For more information on the management side of a security director's job (or those who fill more senior security slots), consult our companion stories Best IT Certifications for the Management Track and How to Successfully Transition from IT Pro to IT Manager.

Directors must understand (and protect) the business and the bottom line

Ultimately, a security director succeeds by doing his or her part to help the organization succeed in meeting its business objectives and adding to the bottom line. That means a security director must understand what the business is about, how it works, and what elements of its IT operations and infrastructure add most to its productivity and capabilities. Security is about identifying and prioritizing risks and putting people, money and technology to work where they can do the most good (or prevent the greatest potential harm).

Thus, a security director must be willing to engage with senior, executive or C-level staff and do everything in his or her power to understand what makes an organization tick.
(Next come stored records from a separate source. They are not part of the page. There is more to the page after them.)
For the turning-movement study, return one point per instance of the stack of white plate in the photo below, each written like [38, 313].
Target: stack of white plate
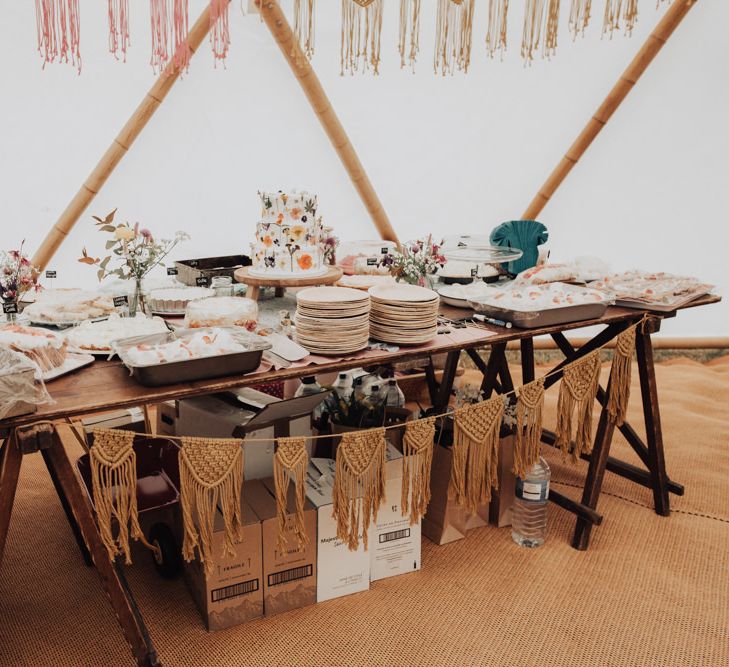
[332, 320]
[403, 314]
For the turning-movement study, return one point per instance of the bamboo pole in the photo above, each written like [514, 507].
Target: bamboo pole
[276, 21]
[655, 42]
[119, 148]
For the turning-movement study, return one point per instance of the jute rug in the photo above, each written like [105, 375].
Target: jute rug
[650, 591]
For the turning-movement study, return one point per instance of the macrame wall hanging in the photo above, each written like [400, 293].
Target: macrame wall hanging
[361, 32]
[211, 472]
[580, 13]
[118, 12]
[58, 25]
[529, 409]
[620, 375]
[219, 29]
[476, 453]
[497, 29]
[541, 25]
[409, 33]
[304, 26]
[453, 36]
[114, 487]
[617, 11]
[359, 484]
[289, 464]
[577, 393]
[417, 449]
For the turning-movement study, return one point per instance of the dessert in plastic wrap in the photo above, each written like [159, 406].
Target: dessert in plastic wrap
[20, 392]
[222, 311]
[59, 307]
[47, 350]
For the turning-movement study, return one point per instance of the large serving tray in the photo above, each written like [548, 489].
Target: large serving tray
[204, 368]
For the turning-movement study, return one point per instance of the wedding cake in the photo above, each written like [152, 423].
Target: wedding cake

That person must also strive to understand and enact how information security and information technology in general can achieve two vital ends:

  1. Remove obstacles that impede progress, reduce productivity or increase risk
  2. Erect barriers and other forms of protection to prevent security breaches, and ensure that information, systems, and assets serve those intended and authorized to use them but prevent anyone else from obtaining access

The security director's job is maddeningly simple and complex for a single overriding reason: He or she must make sure that the organization has just as much security as it needs and can afford, no less and no more. Because the devil is in the raft of details entailed thereby, the job is fascinating and daunting at the same time.